Golden Gilardino and Buffon put Italy on brink of Brazil

FFT.com's Italian expert Richard Whittle on the ageing wonders still producing when it matters for the Azzurri...

Cesare Prandelli is about to write his name into Italy’s record books.
 
The Azzurri’s 1-0 victory over Bulgaria means a win against the Czech Republic on Tuesday will ensure their place at the World Cup in Brazil with two games to spare. The national side have never achieved such smooth progression before - and if they pull it off, Prandelli can be installed among the great Italian coaches.
 
Friday’s Group B encounter in Palermo was Prandelli’s 45th international in charge, which drew him level with the old maestro, Giovanni Trapattoni. But unlike Trap, who took Italy to a World Cup in 2002 and stayed for Euro 2004, the 56-year-old is almost certain to walk away from the international scene next summer and return to club football.
 
The lack of day-to-day involvement has been Prandelli’s only regret from taking up the reins of the beloved national team, which is said to have at least 50 million coaches – the adult population of the country – offering constant advice.
 
Like Brazil and Spain, Italy have never lost a home World Cup qualifier, winning 38 and drawing five. After seeing off Bulgaria in Palermo – a traditional stronghold – the Azzurri now take their proud record to the Juventus Stadium for the very first time.
 

Prandelli will be a wanted man after Italy's World Cup campaign

Against Bulgaria, Prandelli was without the services of key trio Mario Balotelli, Pablo Osvaldo and Riccardo Montolivo, and retained the 4-3-2-1 line-up that served him well at the Confederations Cup.

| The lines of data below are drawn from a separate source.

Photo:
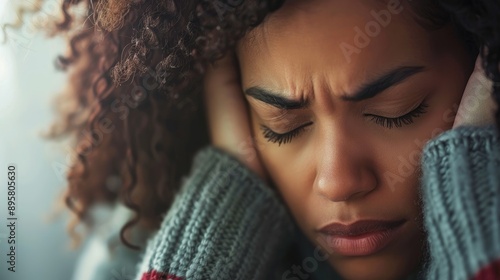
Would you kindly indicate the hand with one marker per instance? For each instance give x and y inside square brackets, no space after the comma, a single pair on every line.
[228,119]
[477,106]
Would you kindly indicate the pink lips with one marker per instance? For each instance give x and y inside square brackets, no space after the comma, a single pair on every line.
[360,238]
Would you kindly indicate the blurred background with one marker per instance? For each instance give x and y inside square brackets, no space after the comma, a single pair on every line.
[28,85]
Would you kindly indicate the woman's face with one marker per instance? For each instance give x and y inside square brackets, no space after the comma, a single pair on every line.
[355,88]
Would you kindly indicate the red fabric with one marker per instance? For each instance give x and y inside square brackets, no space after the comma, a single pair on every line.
[490,272]
[155,275]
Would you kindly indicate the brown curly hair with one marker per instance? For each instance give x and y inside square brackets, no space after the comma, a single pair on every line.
[133,103]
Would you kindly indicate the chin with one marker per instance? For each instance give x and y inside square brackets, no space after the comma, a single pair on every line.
[397,262]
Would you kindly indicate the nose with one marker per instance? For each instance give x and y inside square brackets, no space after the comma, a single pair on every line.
[343,170]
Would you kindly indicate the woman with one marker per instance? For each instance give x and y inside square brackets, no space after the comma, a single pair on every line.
[331,174]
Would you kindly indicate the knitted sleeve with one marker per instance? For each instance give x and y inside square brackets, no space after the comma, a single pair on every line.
[461,194]
[225,223]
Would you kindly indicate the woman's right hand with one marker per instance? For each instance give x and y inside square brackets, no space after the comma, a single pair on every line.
[228,118]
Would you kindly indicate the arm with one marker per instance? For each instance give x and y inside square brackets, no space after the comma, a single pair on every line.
[461,193]
[225,223]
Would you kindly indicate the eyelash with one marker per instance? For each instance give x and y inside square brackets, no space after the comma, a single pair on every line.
[406,119]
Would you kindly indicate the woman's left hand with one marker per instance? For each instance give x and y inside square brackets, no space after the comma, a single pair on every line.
[477,106]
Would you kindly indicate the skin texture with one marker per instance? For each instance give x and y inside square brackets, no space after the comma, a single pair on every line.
[344,167]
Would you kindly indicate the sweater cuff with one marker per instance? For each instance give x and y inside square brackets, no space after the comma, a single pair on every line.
[225,223]
[461,194]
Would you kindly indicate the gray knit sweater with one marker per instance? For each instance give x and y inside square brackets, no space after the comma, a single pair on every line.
[225,223]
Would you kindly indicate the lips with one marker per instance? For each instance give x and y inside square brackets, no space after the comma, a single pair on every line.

Alberto Gilardino started alone up front on 18 international goals (outside the top 10, one behind Roberto Bettega and two off Paolo Rossi), supported by the pacy tandem of Lorenzo Insigne and Antonio Candreva.  
 
With Claudio Marchisio injured, Thiago Motta was back in the squad for the first time since defeat to the hands of Spain at Euro 2012. The PSG man was entrusted on the left of an experienced midfield that included Andrea Pirlo and Daniele De Rossi.

Prandelli was questioned whether he should be looking for younger alternatives... but pointed out that the World Cup was a place for “grown-ups”

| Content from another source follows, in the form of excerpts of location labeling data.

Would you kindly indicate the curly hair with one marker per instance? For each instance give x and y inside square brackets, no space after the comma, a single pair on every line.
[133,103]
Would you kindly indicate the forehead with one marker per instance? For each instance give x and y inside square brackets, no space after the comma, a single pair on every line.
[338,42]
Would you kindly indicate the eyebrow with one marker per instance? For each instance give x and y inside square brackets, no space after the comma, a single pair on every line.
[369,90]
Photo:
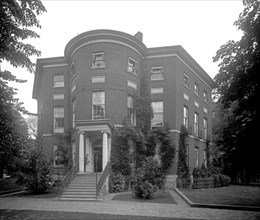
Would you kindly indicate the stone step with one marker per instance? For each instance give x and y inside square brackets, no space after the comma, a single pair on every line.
[80,190]
[77,199]
[78,196]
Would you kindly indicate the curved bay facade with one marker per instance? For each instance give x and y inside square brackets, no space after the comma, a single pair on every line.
[84,94]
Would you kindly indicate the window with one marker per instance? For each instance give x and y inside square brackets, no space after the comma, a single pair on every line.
[74,152]
[58,156]
[156,90]
[98,60]
[73,84]
[185,96]
[58,119]
[187,154]
[196,124]
[131,68]
[98,105]
[205,96]
[196,104]
[196,89]
[98,79]
[130,110]
[73,113]
[186,116]
[186,81]
[196,157]
[131,152]
[58,81]
[205,158]
[58,96]
[157,114]
[156,73]
[132,84]
[205,128]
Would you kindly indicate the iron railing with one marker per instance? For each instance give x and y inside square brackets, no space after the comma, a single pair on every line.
[67,179]
[102,180]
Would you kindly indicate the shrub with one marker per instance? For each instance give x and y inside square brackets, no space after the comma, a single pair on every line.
[35,173]
[182,166]
[183,182]
[148,179]
[116,183]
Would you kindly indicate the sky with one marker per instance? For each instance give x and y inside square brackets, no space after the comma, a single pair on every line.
[201,27]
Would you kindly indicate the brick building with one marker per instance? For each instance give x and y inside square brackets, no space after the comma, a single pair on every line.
[90,89]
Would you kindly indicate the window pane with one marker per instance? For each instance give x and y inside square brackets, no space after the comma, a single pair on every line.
[59,81]
[98,98]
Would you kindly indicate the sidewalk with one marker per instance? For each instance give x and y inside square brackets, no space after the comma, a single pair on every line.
[107,206]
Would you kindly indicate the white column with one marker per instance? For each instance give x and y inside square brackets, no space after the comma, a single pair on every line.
[104,150]
[81,152]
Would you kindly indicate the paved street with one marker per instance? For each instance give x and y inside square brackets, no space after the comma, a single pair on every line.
[108,206]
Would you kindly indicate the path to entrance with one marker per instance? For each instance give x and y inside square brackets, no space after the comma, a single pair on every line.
[107,206]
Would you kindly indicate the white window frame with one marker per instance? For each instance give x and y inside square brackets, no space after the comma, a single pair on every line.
[186,116]
[73,113]
[196,89]
[157,90]
[58,81]
[131,117]
[186,81]
[132,84]
[131,66]
[55,157]
[196,156]
[98,63]
[98,107]
[196,124]
[58,96]
[58,115]
[98,79]
[157,113]
[157,73]
[205,96]
[205,128]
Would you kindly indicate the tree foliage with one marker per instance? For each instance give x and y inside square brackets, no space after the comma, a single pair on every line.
[16,19]
[238,88]
[35,172]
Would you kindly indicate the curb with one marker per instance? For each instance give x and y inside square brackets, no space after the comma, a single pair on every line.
[11,192]
[216,206]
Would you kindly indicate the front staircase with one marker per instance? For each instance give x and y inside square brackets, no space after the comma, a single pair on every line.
[82,188]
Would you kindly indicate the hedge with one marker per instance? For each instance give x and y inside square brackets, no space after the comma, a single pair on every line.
[218,180]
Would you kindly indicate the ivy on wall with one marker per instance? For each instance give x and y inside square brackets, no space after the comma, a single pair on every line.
[182,167]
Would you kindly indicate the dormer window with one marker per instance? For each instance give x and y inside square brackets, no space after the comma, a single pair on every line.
[98,60]
[131,68]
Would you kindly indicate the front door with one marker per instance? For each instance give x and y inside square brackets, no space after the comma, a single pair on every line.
[97,159]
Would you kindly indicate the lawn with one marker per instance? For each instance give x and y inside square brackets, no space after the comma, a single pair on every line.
[31,215]
[159,197]
[230,195]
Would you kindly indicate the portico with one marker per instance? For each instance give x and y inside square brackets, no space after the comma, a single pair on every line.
[94,145]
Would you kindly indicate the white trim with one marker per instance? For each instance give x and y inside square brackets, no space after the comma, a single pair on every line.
[175,55]
[104,41]
[55,65]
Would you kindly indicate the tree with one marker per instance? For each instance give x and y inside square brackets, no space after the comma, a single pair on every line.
[16,17]
[238,89]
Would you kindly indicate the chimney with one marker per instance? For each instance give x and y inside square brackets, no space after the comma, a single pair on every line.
[139,36]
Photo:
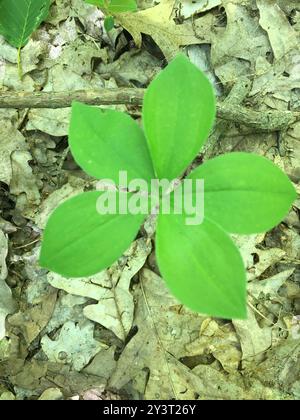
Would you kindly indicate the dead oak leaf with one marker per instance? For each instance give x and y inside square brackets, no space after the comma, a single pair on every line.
[158,22]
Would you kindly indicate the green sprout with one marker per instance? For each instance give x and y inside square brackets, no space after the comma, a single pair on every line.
[243,193]
[113,7]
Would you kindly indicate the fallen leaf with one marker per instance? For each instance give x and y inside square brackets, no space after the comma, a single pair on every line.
[157,22]
[7,304]
[110,288]
[75,345]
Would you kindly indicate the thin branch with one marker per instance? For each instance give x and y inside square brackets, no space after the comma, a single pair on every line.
[260,120]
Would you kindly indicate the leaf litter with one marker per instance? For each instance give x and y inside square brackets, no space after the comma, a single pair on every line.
[120,334]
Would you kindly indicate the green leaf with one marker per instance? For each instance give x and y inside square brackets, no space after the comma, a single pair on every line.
[201,266]
[79,242]
[178,114]
[109,23]
[104,142]
[19,18]
[245,193]
[115,6]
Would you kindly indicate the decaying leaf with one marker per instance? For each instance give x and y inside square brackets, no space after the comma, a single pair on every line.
[7,304]
[220,341]
[159,24]
[75,345]
[110,288]
[254,339]
[157,338]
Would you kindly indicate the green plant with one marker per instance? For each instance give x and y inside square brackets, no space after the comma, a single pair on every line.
[112,7]
[244,194]
[19,19]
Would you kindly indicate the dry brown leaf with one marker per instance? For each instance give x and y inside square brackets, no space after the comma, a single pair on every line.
[159,24]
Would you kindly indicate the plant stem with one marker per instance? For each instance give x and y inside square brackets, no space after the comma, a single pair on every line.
[20,69]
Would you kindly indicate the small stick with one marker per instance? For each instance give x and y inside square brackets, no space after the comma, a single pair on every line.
[267,121]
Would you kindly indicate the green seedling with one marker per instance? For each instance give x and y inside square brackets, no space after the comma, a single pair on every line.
[243,193]
[19,19]
[113,7]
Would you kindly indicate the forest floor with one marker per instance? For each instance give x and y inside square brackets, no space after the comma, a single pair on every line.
[49,349]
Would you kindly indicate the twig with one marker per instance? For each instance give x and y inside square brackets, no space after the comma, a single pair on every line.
[260,120]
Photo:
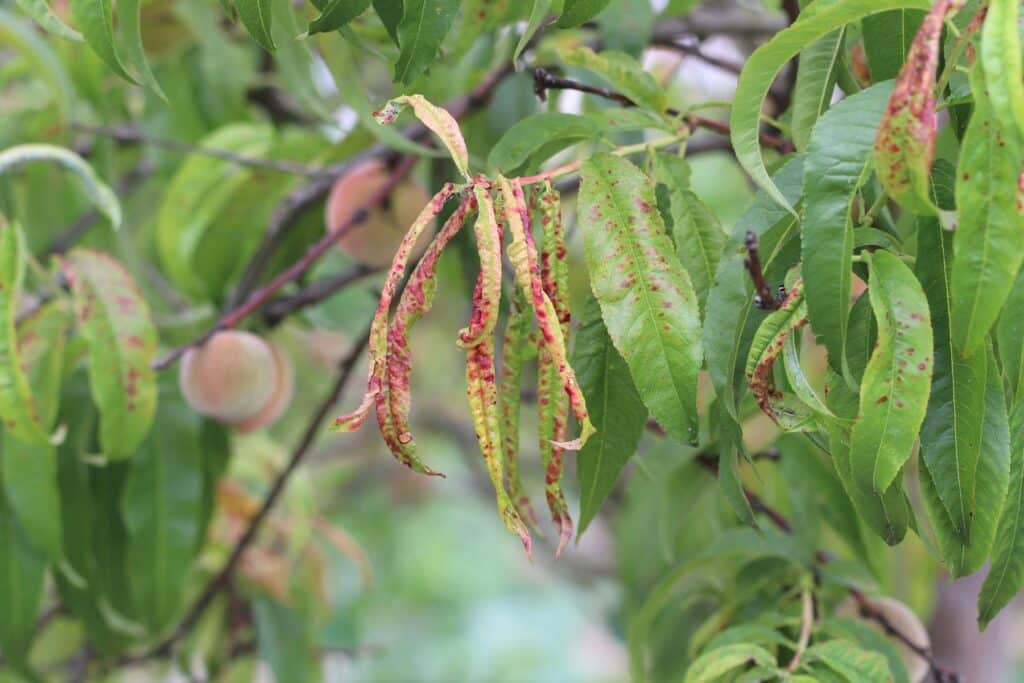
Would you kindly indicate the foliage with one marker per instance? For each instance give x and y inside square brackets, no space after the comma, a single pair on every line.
[867,302]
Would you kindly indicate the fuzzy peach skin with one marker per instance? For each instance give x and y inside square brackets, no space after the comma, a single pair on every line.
[229,378]
[375,240]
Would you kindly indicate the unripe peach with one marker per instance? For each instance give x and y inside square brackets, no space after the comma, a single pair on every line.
[230,378]
[375,240]
[283,391]
[902,619]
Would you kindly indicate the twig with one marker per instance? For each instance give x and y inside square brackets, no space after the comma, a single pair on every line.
[545,80]
[132,134]
[223,577]
[764,298]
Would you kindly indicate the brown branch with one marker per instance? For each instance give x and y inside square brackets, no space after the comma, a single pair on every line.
[222,579]
[545,80]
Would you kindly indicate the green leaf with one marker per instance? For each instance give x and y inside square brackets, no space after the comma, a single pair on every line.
[100,194]
[816,72]
[1006,578]
[815,22]
[988,243]
[712,666]
[286,641]
[421,33]
[1009,334]
[161,511]
[389,12]
[990,484]
[1000,60]
[44,16]
[950,434]
[838,166]
[887,40]
[622,72]
[129,17]
[17,402]
[22,571]
[336,13]
[95,20]
[615,409]
[850,660]
[896,384]
[538,12]
[695,230]
[257,16]
[578,12]
[200,190]
[535,139]
[646,298]
[115,323]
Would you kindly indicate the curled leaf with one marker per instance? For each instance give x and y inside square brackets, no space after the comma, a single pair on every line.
[379,328]
[905,143]
[522,254]
[394,400]
[436,119]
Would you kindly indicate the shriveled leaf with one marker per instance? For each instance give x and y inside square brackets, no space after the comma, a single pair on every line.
[615,408]
[647,299]
[988,243]
[536,138]
[905,145]
[95,20]
[1006,578]
[951,432]
[817,20]
[100,194]
[622,72]
[578,12]
[816,73]
[41,12]
[838,166]
[421,33]
[896,384]
[257,16]
[436,119]
[161,511]
[114,318]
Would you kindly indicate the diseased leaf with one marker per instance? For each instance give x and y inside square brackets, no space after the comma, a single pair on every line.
[161,510]
[336,13]
[951,432]
[887,40]
[816,73]
[905,145]
[114,318]
[895,388]
[44,16]
[990,484]
[615,408]
[536,138]
[817,20]
[578,12]
[646,297]
[712,666]
[1006,578]
[838,166]
[95,20]
[622,72]
[421,33]
[17,402]
[436,119]
[988,243]
[257,16]
[100,194]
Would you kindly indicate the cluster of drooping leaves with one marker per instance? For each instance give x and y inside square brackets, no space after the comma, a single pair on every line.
[503,215]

While the latter pair gave a good account of themselves it was two other veterans from the 2006 World Cup-winning side who spared Italy from losing two, if not all three, points.

Gilardino, an unused substitute on that memorable night in Berlin, scored the only goal of the game, while Gianluigi Buffon made a string of world-class saves in a performance that ranked alongside his stunning international debut against Russia in 1997, when he was just 19.
 
Prandelli was questioned whether he should be looking for younger alternatives leading up to Brazil, but pointed out that the World Cup was a place for “grown-ups”. With experience like this at both ends of the pitch, who can blame him?
 
At 31, Gilardino is a polar opposite to the hot-headed Balotelli and Osvaldo, who could just as easily leave the team a man short as score a wonder goal. Gila is a level-headed goal-grabber with a tireless work ethic. He understands the importance of patience and waiting for the crucial moments that matter.

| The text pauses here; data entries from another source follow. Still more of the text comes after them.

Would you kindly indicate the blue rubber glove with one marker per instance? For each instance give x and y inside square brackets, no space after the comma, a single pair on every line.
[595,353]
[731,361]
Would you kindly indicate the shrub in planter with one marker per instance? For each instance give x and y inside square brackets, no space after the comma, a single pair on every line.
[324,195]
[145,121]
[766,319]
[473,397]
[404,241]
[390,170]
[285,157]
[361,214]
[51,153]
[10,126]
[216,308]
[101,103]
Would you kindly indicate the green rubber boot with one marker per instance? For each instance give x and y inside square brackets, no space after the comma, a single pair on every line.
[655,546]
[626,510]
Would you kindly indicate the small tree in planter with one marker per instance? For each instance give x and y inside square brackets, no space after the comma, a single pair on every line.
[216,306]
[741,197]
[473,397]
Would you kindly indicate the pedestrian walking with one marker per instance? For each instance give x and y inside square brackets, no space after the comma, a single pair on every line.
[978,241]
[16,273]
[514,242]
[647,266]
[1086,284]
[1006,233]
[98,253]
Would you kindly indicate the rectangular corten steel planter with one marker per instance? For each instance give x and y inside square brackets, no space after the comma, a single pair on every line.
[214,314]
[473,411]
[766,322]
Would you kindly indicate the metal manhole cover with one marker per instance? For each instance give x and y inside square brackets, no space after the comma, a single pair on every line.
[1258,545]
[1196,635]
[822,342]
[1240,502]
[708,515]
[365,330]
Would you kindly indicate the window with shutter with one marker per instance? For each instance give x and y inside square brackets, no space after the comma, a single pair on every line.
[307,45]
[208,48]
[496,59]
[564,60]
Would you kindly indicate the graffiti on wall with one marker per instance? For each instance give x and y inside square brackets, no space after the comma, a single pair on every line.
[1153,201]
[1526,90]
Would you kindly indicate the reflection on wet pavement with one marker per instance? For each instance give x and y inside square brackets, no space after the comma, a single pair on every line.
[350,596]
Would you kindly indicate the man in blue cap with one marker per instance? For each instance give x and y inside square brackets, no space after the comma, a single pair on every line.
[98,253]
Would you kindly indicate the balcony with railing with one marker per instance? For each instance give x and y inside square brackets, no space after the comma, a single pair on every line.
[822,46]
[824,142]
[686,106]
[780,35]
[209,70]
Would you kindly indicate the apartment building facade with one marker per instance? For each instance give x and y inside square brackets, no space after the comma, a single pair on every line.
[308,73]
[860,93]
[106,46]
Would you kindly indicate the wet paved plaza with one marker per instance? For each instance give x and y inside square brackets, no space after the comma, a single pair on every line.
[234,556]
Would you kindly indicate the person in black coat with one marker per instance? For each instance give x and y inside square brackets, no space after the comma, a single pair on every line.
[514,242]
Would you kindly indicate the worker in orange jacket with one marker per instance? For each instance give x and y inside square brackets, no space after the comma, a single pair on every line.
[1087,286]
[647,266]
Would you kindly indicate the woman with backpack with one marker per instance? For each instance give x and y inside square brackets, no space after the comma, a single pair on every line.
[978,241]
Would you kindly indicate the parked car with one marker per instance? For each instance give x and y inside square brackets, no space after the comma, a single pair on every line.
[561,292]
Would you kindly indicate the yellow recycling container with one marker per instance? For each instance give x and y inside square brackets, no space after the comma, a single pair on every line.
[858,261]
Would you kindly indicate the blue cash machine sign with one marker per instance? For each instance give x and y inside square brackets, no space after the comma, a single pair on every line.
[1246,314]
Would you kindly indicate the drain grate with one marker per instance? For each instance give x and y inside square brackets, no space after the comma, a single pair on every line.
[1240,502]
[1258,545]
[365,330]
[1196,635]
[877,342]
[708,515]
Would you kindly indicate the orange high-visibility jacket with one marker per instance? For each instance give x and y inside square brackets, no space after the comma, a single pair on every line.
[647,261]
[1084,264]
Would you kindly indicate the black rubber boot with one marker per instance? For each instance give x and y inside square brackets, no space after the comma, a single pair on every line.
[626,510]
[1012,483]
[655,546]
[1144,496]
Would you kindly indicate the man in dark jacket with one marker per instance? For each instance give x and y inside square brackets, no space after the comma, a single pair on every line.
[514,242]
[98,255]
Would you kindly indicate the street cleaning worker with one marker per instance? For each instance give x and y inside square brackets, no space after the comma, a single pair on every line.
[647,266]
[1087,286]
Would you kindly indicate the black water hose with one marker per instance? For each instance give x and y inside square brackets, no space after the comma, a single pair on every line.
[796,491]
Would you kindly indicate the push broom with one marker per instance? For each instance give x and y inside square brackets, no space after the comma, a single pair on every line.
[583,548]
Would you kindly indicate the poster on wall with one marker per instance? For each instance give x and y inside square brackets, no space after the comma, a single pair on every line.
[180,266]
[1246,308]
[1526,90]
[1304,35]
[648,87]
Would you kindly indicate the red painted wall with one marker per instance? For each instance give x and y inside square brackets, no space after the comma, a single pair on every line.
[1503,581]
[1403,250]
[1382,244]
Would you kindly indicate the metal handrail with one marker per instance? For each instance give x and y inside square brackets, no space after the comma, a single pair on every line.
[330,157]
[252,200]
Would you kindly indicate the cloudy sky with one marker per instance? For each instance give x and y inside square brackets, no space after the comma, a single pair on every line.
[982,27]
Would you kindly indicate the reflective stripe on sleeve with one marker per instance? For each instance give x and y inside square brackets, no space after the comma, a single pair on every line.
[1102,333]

Still got it: Gilardino celebrates his winner against Bulgaria

The striker could have joined Juventus or AS Roma from Genoa in the transfer window but felt he would have only spent more time on the bench, thus hindering his chances of staying in Prandelli’s plans. He’s certainly come a long way from the player who scored with his hand in 2008.

Indeed, as Italy cranked up the pressure in the latter stages of the first half, there he was to head home Candreva’s pinpoint cross.

With only two games gone in Serie A and the players therefore not yet at full match pace, the tempo dropped markedly after the break - but nothing was going to sway Buffon’s concentration. The captain, at 35, will equal his former team-mate Fabio Cannavaro’s all-time appearance record of 136 on Tuesday, but his reactions are as sharp as they were when he finished second to the World Cup-winning skipper for the Ballon d’Or in 2006.
 
Back surgery in 2010 had many writing him off – as did a number of high-profile errors – but like Gilardino, Buffon never lost the belief. Now two of Italy’s ageing heroes of Berlin are leading their nation towards Brazil in double-quick time.